Department of Medical Genetics, Third Faculty of Medicine, Charles University, Ruska 2411/87, 100 00, Prague, Czech Republic; Department of Molecular Biology of Cancer, Institute of Experimental Medicine of the Czech Academy of Sciences, Videnska 1083, 142 20 Prague, Czech Republic; Institute of Biology and Medical Genetics, First Faculty of Medicine, Charles University and General University Hospital in Prague, Albertov 4, 128 00, Prague, Czech Republic.
Department of Molecular Biology of Cancer, Institute of Experimental Medicine of the Czech Academy of Sciences, Videnska 1083, 142 20 Prague, Czech Republic; Institute of Biology and Medical Genetics, First Faculty of Medicine, Charles University and General University Hospital in Prague, Albertov 4, 128 00, Prague, Czech Republic.
DNA Repair (Amst). 2018 Dec;72:77-85. doi: 10.1016/j.dnarep.2018.09.006. Epub 2018 Oct 1.

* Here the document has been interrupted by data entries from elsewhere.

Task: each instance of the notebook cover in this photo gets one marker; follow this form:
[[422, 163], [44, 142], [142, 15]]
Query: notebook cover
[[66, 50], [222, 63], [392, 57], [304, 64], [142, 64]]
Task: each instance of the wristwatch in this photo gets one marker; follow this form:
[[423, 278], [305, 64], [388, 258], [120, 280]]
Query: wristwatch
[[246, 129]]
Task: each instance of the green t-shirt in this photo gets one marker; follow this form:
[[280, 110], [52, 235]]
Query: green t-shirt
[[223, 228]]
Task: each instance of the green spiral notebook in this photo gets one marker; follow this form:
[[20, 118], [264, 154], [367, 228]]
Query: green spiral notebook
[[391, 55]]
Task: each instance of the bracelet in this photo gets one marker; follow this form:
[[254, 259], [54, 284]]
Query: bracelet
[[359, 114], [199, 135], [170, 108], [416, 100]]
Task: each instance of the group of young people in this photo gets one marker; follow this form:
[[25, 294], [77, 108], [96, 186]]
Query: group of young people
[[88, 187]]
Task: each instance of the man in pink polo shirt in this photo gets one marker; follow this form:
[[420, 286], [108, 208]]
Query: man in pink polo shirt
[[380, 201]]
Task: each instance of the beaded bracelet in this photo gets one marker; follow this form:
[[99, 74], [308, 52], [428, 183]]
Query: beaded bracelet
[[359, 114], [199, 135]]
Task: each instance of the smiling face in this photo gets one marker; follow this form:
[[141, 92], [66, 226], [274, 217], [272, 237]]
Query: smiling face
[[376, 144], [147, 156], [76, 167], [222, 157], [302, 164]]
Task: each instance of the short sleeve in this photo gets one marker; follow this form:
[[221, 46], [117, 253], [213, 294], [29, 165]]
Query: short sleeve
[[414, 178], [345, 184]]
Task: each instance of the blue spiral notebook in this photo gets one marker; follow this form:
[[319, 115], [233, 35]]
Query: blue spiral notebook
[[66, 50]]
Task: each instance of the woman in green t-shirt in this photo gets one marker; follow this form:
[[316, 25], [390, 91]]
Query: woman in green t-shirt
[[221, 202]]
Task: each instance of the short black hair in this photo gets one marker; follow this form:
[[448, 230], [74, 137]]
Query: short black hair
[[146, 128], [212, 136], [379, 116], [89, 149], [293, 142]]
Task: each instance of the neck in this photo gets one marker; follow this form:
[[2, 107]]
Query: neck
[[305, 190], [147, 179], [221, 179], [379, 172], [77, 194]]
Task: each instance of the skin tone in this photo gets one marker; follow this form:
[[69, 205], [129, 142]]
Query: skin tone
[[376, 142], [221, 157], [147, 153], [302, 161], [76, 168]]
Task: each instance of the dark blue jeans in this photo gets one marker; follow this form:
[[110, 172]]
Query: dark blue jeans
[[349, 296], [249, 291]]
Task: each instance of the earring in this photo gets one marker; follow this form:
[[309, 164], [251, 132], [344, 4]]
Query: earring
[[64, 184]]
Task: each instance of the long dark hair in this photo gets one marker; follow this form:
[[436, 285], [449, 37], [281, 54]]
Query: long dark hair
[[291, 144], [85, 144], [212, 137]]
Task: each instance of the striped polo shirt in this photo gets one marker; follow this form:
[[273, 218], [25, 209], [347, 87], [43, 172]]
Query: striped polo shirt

The DNA-damaging agent 5-fluorouracil represents the most commonly used chemotherapeutic drug for colorectal cancer patients. DNA lesions associated with 5-fluorouracil therapy are primarily repaired by base excision repair (BER) and mismatch repair (MMR) pathways. Published evidence suggests that the individual DNA repair capacity (DRC) may affect a patient's prognosis and response to chemotherapy. With this in mind, we designed a prospective study of which the main aim was to investigate BER-DRC in relation to 5-fluorouracil response as potential predictive and/or prognostic biomarker. BER-DRC was supplemented by a microsatellite instability (MSI) analysis which represents an indirect marker of MMR activity in the tumor. All parameters were measured in paired samples of tumor tissue and non-malignant adjacent mucosa of 123 incident colon cancer patients. Our results indicate that BER-DRC in non-malignant adjacent mucosa was positively associated with overall survival (P = 0.007) and relapse-free survival (P = 0.04). Additionally, in multivariate analysis, good therapy responders in TNM stage II and III with an elevated BER-DRC in mucosa exhibited better overall survival. Moreover, the overall survival of these patients was even better in the presence of a decreased BER-DRC in tumor tissue. The ratio of BER-DRC in tumor tissue over BER-DRC in mucosa positively correlated with advanced tumor stage (P = 0.003). With respect to MSI, we observed that MSI-high tumors were mostly localized in proximal colon; however, in our cohort, the MSI status affected neither patients' prognosis nor survival. In summary, the results of the present study suggest that the level of BER-DRC is associated with patients' survival. BER-DRC represents a potential prognostic biomarker, applicable for prediction of therapy response and useful for individual approach to patients.
DNA 损伤剂 5-氟尿嘧啶是结直肠癌患者最常用的化疗药物。与 5-氟尿嘧啶治疗相关的 DNA 损伤主要通过碱基切除修复 (BER) 和错配修复 (MMR) 途径修复。已发表的证据表明,个体 DNA 修复能力 (DRC) 可能影响患者的预后和对化疗的反应。考虑到这一点,我们设计了一项前瞻性研究,其主要目的是研究 BER-DRC 与 5-氟尿嘧啶反应的关系,作为潜在的预测和/或预后生物标志物。BER-DRC 通过微卫星不稳定性 (MSI) 分析得到补充,MSI 分析是肿瘤中 MMR 活性的间接标志物。所有参数均在 123 例新发结肠癌患者的肿瘤组织和非恶性相邻粘膜的配对样本中进行测量。我们的研究结果表明,非恶性相邻粘膜中的 BER-DRC 与总生存 (P=0.007) 和无复发生存 (P=0.04) 呈正相关。此外,在多变量分析中,TNM 分期 II 和 III 期的良好治疗反应者,其粘膜中 BER-DRC 升高,总生存情况更好。此外,这些患者的总生存情况甚至在肿瘤组织中 BER-DRC 降低的情况下更好。肿瘤组织中 BER-DRC 与粘膜中 BER-DRC 的比值与晚期肿瘤分期呈正相关 (P=0.003)。关于 MSI,我们观察到 MSI-高肿瘤主要位于近端结肠;然而,在我们的队列中,MSI 状态既不影响患者的预后,也不影响生存。总之,本研究的结果表明,BER-DRC 水平与患者的生存有关。BER-DRC 是一种潜在的预后生物标志物,可用于预测治疗反应,并有助于对患者进行个体化治疗。